I join Jonathan for a hike around the RSPB North Hill Reserve, which protects around one-third of the island. He expertly points out the puffins, fulmars and Arctic skuas swirling around the sea cliffs, all the time keeping an eye out for marine mammals. He also shows me the modest monument to the last great auk, which was killed for a collector on the isle in 1813. Jonathan is currently working on a new, more fitting memorial.

On my own now, I push on through a straggle of houses that fail to really become a village – past the cute wee school and post office and sheep-dotted fields, past the white sandy sweeps of South Wick and North Wick. I’m in search of St Boniface Kirk, a quick heft across the island.

One of the oldest still-in-use churches in northern Scotland – indeed one of the region’s oldest Christian sites – it dates back to the 12th century but was left to fall into ruin in 1930.

Impressively, it has been resurrected with the help of the community, weaving new materials with traditional construction techniques. The graveyard is fascinating too, especially the 12th-century Viking hogback gravestone. There are more recent Viking excavations on Papa Westray, too, in the north-east, where work is still ongoing.
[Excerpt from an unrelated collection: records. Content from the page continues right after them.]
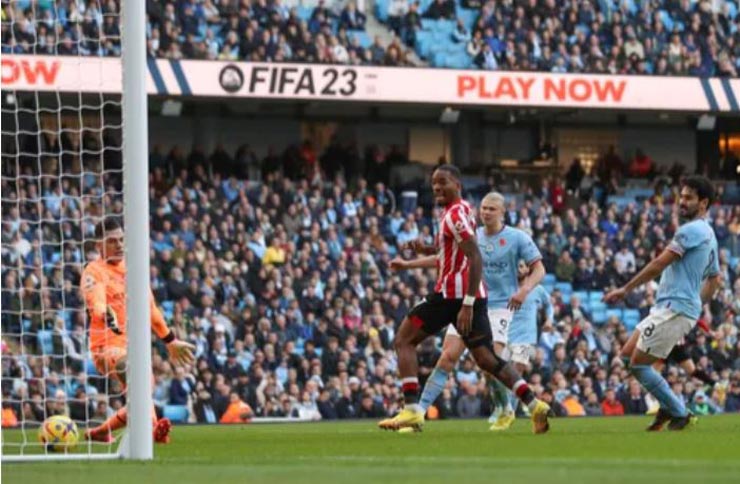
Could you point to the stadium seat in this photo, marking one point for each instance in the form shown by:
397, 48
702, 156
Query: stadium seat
597, 306
45, 341
631, 318
176, 413
304, 13
564, 287
599, 317
610, 313
362, 36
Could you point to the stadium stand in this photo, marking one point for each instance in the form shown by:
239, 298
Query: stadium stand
661, 37
281, 282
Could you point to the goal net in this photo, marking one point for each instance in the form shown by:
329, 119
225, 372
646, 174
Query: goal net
62, 174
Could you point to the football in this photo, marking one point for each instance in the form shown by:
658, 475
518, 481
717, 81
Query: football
58, 433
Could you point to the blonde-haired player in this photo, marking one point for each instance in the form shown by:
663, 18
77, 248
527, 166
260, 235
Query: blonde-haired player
104, 291
501, 248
History is never far away on Papa Westray, as I discover at St Boniface. Just below the graveyard, by the nesting fulmars, are a collage of Neolithic ruins, what would have been a number of houses that have been lost to the sea. It’s just me, the birds and the thunder of the waves today. Just metres away is an altogether more impressive Neolithic site, I’d go as far as to say my favourite Neolithic gem in Scotland – the Knap of Howar.

I sometimes joke in articles that Skara Brae on Orkney makes Stonehenge look like IKEA. Well if that’s true the Knap of Howar on Papa Westray makes the more famous Skara Brae look like IKEA too. Carbon dating in the 1990s has shown it may be up to half-a-millennia older, making the Knap one of the oldest Neolithic sites in Europe, the oldest preserved stone house in north Europe.

You won’t forget your first sight of Knap Of Howar. Past a field dotted with cows, wedged on the very edge of the sea on a wild and wildly beautiful coast, sits this time machine.

It looks like its inhabitants have just recently left – you can still make out where they slept, warmed around their hearth and sat relaxing at night.

It’s a deeply humbling experience connecting with the ancient past like this. And the sheer joy is being able to eke through the door and actually explore the homes – a joy you can no longer have at Skara Brae and most of Europe’s more illustrious prehistoric sites. The history here is not hidden behind Perspex: it’s alive, accessible and tangible.

It’s always rude to turn down an invite to a party so at night I join the community hunkered around the bonfire tucking into home-baked scones and good cheer.

We troop off in the shadow of the ancients down to the Knap of Howar, where the musical instruments come out and provide a background to the main show of the sun casting a peachy orange and burning red glow over the almost 6000 year-old home.

It’s an experience far more dramatic than any flight and one that will forever burn in my heart and soul, an experience that is very Papa Westray.